Publication year - 1985
Publication title -
the embo journal
Language(s) - English
Resource type - Journals
SCImago Journal Rank - 7.484
H-Index - 392
eISSN - 1460-2075
pISSN - 0261-4189
DOI - 10.1002/j.1460-2075.1985.tb04046.x
Subject(s) - biology , petunia , nicotiana tabacum , transgene , transformation (genetics) , gene , genetically modified crops , genetics , mutant , expression vector , regulatory sequence , microbiology and biotechnology , genome , gene expression , botany , recombinant dna
A 2.4‐kb pea genomic fragment, containing a member ( rbc S‐E9) of the multigene family encoding the small subunit (rbcS) of ribulose‐1,5‐bisphosphate carboxylase, was inserted into a non‐oncogenic, Ti‐plasmid vector and introduced into the genomes of Petunia hybrida (Mitchell) and Nicotiana tabacum (SR1) plants by in vitro transformation.

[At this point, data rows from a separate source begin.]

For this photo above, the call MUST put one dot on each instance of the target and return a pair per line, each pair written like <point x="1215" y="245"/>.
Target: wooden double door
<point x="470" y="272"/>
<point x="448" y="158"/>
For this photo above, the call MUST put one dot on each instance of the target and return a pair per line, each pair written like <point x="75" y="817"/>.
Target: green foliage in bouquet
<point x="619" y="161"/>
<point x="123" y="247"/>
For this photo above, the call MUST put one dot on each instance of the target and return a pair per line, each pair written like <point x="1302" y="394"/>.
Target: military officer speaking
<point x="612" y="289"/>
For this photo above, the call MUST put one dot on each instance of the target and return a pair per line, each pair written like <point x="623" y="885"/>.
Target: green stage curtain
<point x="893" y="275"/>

Petunia and tobacco plants containing the introduced pea rbc S‐E9 gene were regenerated from protoplasts. In these transgenic plants the rbc S‐E9 gene is transcribed accurately using its own promoter and its expression is light‐induced and organ‐specific. A deletion mutant with 352 bp of 5′‐upstream sequence still retains photoinducibility and leaf‐specific expression. Clonal analysis of independent transgenic petunia plants revealed that chromosomal positions in the recipient plant genome affect the quantitative but not qualitative aspects of rbc S‐E9 expression.